¿Puede un pionero en microsatélites ser potencia de defensa?Rocket Lab se ha transformado de un proveedor nicho de lanzamientos de pequeños satélites en un activo estratégico de seguridad nacional, cerrando 2025 con 21 lanzamientos exitosos de Electron y un impresionante aumento del 175% en las acciones. La evolución de la compañía culminó en un contrato de 816 millones de dólares de la Agencia de Desarrollo Espacial para construir 18 satélites para la detección de amenazas de misiles hipersónicos, señalando su emergencia como contratista de defensa principal. Esta estrategia de integración vertical posiciona a Rocket Lab como un jugador crítico en una era donde la soberanía de la cadena de suministro se ha vuelto primordial para la preparación militar.
El centro tecnológico de las ambiciones de Rocket Lab para 2026 es el cohete Neutron, un vehículo de lanzamiento medio capaz de llevar 13.000 kilogramos a órbita terrestre baja. Programado para su vuelo inaugural a mediados de 2026, Neutron cuenta con el innovador diseño de carenado "Hungry Hippo" y motores Archimedes impresos en 3D, apuntando al lucrativo mercado de mega-constelaciones actualmente dominado por el Falcon 9 de SpaceX. Este salto tecnológico, combinado con más de 550 patentes globales que cubren innovaciones críticas en propulsión y estructuras, crea un formidable foso de propiedad intelectual que los competidores no pueden replicar fácilmente.
La trayectoria financiera subraya esta transformación: los analistas proyectan un crecimiento del 52,2% en las ganancias por acción para 2026, alcanzando 0,27 dólares por acción y superando dramáticamente a gigantes aeroespaciales tradicionales como Lockheed Martin (0,6%) y Northrop Grumman (-7,6%).
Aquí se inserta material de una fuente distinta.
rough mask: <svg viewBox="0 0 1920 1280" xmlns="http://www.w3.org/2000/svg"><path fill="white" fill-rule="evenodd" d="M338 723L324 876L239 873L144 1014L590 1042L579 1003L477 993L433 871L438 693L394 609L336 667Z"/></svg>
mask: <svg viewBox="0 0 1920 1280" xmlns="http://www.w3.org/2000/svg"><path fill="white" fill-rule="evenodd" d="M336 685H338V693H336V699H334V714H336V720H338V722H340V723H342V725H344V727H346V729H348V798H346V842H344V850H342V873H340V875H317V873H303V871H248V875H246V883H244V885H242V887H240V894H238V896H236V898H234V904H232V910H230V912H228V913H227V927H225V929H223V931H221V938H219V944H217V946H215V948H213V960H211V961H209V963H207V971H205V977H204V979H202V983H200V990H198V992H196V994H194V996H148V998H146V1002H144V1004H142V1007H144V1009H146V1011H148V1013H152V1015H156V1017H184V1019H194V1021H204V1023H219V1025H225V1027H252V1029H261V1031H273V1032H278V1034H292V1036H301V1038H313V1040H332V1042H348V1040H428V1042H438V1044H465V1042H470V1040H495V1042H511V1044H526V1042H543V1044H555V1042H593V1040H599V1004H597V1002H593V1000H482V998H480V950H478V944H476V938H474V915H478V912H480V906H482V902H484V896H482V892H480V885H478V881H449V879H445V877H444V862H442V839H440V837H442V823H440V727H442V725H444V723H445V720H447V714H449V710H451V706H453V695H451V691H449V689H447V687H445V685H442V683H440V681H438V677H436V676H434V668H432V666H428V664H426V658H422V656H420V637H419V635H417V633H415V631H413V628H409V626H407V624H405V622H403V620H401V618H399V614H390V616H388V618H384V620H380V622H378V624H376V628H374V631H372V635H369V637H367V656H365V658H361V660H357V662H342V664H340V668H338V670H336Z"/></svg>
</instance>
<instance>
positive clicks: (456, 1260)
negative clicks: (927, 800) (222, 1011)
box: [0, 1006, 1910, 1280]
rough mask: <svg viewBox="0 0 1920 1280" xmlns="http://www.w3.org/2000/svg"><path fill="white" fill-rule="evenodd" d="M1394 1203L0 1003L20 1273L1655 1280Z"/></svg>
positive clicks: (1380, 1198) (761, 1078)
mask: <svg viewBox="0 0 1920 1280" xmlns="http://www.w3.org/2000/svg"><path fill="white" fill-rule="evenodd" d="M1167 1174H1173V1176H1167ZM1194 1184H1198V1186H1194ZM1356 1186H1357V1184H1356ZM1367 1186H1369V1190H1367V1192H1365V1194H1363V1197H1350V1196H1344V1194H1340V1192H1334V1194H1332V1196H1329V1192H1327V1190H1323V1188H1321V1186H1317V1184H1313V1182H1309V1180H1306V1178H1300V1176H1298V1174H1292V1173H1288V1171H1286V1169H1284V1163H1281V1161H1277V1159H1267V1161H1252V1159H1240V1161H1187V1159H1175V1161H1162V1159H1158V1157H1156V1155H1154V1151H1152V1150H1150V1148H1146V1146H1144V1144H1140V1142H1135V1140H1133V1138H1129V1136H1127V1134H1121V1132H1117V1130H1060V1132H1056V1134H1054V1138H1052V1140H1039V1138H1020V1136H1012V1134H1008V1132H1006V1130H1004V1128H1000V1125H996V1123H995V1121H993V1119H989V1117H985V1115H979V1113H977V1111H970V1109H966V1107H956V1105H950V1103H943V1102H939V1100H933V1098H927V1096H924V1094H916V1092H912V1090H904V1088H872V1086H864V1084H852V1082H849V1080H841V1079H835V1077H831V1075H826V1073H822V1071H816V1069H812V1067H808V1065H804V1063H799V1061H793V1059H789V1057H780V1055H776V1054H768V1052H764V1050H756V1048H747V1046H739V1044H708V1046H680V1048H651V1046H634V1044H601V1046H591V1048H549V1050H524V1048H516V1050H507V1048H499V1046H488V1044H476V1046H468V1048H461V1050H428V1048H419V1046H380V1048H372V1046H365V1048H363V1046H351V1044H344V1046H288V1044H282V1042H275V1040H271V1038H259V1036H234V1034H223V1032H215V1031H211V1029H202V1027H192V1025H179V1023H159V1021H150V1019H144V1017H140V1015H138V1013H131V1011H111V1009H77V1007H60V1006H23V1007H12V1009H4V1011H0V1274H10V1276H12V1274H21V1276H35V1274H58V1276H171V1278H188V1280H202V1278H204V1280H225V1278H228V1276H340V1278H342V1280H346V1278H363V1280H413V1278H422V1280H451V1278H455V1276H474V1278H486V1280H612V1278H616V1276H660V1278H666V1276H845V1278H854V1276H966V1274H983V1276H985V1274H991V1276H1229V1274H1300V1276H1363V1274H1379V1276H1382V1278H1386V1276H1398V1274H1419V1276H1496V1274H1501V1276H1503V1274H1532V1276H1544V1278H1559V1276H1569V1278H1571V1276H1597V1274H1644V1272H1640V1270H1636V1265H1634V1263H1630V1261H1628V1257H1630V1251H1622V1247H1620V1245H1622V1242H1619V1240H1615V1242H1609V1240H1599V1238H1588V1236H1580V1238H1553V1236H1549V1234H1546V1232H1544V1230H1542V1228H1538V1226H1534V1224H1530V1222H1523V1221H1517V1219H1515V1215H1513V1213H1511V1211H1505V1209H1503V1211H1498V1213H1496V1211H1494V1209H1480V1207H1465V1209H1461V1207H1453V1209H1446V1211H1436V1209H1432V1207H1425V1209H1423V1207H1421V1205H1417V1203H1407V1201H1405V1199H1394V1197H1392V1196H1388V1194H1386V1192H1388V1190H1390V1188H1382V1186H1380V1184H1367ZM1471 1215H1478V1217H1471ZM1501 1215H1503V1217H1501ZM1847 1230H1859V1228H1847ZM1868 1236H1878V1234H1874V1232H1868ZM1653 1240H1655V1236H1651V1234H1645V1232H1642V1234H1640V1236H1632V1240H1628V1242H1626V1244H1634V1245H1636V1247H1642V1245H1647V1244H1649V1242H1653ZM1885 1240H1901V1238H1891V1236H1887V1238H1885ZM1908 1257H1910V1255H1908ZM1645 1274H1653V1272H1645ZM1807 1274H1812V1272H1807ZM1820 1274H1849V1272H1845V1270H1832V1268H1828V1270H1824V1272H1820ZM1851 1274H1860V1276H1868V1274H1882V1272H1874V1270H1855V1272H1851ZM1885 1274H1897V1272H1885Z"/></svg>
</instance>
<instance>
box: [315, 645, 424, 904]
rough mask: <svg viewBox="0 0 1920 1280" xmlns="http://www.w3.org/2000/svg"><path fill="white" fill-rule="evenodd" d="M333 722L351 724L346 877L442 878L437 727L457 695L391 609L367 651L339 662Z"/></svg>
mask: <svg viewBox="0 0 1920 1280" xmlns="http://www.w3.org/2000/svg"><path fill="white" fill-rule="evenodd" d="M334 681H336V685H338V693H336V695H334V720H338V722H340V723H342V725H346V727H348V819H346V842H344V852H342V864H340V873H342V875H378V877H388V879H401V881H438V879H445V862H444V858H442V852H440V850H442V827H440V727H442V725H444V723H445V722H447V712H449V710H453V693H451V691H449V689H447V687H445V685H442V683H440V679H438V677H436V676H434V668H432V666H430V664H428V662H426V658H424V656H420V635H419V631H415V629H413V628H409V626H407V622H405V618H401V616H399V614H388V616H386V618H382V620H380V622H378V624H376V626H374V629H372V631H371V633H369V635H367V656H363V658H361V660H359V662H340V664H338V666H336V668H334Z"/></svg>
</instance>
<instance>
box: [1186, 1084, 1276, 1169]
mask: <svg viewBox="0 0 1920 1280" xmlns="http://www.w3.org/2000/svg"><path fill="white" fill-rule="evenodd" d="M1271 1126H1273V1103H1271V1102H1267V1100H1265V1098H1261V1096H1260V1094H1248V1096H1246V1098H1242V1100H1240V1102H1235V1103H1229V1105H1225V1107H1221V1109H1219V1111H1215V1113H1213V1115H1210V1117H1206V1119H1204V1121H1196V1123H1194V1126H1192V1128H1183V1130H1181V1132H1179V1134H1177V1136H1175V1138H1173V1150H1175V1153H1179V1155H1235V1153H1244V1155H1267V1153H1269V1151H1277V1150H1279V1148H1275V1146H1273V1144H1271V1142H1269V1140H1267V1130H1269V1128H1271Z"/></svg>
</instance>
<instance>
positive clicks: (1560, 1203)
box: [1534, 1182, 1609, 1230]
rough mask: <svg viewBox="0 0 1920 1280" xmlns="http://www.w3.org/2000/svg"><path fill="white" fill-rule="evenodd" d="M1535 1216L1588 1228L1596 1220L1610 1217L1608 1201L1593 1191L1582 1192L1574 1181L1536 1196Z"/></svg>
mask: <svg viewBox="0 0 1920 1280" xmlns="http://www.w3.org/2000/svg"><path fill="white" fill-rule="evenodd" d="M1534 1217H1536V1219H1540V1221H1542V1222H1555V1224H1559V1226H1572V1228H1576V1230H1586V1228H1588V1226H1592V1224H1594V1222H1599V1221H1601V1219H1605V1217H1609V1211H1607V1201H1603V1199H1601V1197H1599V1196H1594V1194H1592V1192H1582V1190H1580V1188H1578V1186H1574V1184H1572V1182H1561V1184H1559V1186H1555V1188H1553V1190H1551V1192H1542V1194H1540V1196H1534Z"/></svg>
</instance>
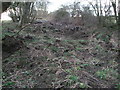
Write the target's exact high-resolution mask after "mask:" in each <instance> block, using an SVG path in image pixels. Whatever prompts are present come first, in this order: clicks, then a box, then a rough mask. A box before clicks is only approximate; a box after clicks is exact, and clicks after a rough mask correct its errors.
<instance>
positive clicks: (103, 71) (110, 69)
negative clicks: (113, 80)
mask: <svg viewBox="0 0 120 90" xmlns="http://www.w3.org/2000/svg"><path fill="white" fill-rule="evenodd" d="M95 74H96V76H98V77H100V78H101V79H107V78H109V77H114V78H117V77H118V73H117V72H116V70H114V69H112V68H106V69H103V70H99V71H97V72H96V73H95Z"/></svg>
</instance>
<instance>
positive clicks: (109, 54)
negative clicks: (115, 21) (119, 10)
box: [0, 0, 120, 89]
mask: <svg viewBox="0 0 120 90" xmlns="http://www.w3.org/2000/svg"><path fill="white" fill-rule="evenodd" d="M97 1H99V0H96V2H95V3H96V5H93V3H92V2H89V5H88V6H83V7H82V5H81V3H80V2H74V3H73V4H71V5H62V8H60V9H59V10H57V11H56V12H53V16H52V18H50V16H51V15H50V14H49V15H48V16H47V13H46V16H47V17H46V18H47V19H48V18H49V19H48V20H44V19H42V20H39V19H38V20H36V21H34V22H33V23H31V24H29V25H26V26H25V23H22V29H21V28H18V26H19V23H18V22H13V21H11V22H2V45H3V48H2V52H3V54H2V57H3V60H2V69H3V70H2V72H1V73H0V75H1V76H2V78H3V81H2V82H3V84H2V87H3V88H56V89H57V88H117V89H120V83H119V82H120V81H119V78H120V75H119V61H118V60H117V59H119V56H118V54H119V43H118V39H119V37H118V36H117V34H118V32H117V30H116V27H115V26H117V27H119V26H118V24H119V17H118V18H117V20H118V22H117V23H114V24H113V22H110V20H109V19H111V14H110V13H109V10H111V9H110V8H111V6H110V5H112V4H113V3H114V2H112V3H111V4H109V6H108V7H107V6H104V9H105V12H106V16H104V15H102V14H101V12H100V10H103V12H104V9H103V8H102V7H101V5H102V3H101V2H97ZM14 4H15V5H16V4H19V5H23V4H25V3H20V2H19V3H13V5H14ZM29 4H32V3H29ZM47 4H48V2H46V1H45V2H44V0H43V1H42V2H41V3H38V8H39V9H40V10H41V11H43V12H44V14H45V12H46V11H47ZM32 5H33V4H32ZM32 5H31V6H32ZM39 5H41V7H39ZM44 5H45V6H44ZM90 5H92V8H93V9H91V8H90ZM28 6H29V5H28ZM42 6H43V8H42ZM13 7H14V6H13ZM15 7H17V6H15ZM15 7H14V8H15ZM26 7H27V3H26ZM81 8H82V9H81ZM21 9H22V8H21ZM29 9H30V7H29ZM106 9H107V11H106ZM114 9H115V8H114ZM22 10H23V9H22ZM24 10H26V8H25V7H24ZM91 10H93V11H94V10H97V11H96V15H97V16H95V15H94V13H92V11H91ZM114 11H115V10H114ZM94 12H95V11H94ZM115 12H116V11H115ZM14 14H15V13H13V16H14ZM24 14H25V13H24V12H23V14H22V15H24ZM26 14H27V13H26ZM115 15H116V14H115ZM33 16H34V15H33ZM88 16H89V17H88ZM34 17H35V16H34ZM40 17H42V16H40ZM23 18H24V17H23ZM28 18H29V19H30V20H32V18H30V17H29V16H28ZM44 18H45V16H44ZM103 18H105V19H104V20H103ZM115 18H116V16H114V18H112V19H113V21H115ZM93 19H94V20H93ZM25 20H26V19H25ZM91 20H92V21H91ZM26 23H27V24H28V23H29V22H26ZM109 23H110V25H109ZM100 24H101V25H100ZM98 25H100V26H98Z"/></svg>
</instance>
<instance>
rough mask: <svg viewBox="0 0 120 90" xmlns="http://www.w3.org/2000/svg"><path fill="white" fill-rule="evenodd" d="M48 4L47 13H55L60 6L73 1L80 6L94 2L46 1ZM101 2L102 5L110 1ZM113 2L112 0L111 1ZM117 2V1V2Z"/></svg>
mask: <svg viewBox="0 0 120 90" xmlns="http://www.w3.org/2000/svg"><path fill="white" fill-rule="evenodd" d="M48 1H49V2H51V3H50V4H49V6H48V11H49V12H52V11H55V10H57V9H58V8H59V7H60V6H61V5H62V4H64V5H65V4H67V5H69V4H71V3H73V2H74V1H78V2H80V3H81V4H82V5H83V4H84V5H87V4H88V2H94V1H95V0H48ZM101 1H102V4H104V3H107V2H108V1H110V0H101ZM113 1H114V0H113ZM117 1H118V0H117Z"/></svg>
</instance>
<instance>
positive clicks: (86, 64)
mask: <svg viewBox="0 0 120 90" xmlns="http://www.w3.org/2000/svg"><path fill="white" fill-rule="evenodd" d="M80 66H81V67H86V66H89V64H81V65H80Z"/></svg>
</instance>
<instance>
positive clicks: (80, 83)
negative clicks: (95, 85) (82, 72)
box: [79, 83, 87, 88]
Una potencial IPO de SpaceX con una valoración de 1,5 billones de dólares podría desencadenar una revalorización en todo el sector, con Rocket Lab como la única alternativa integrada verticalmente y cotizada en bolsa. Wall Street ha respondido en consecuencia, elevando los objetivos de precio a 90 dólares mientras la compañía cierra la brecha entre la agilidad de startup y la escala de titán aeroespacial, con contratos de defensa listos para dominar su mezcla de ingresos.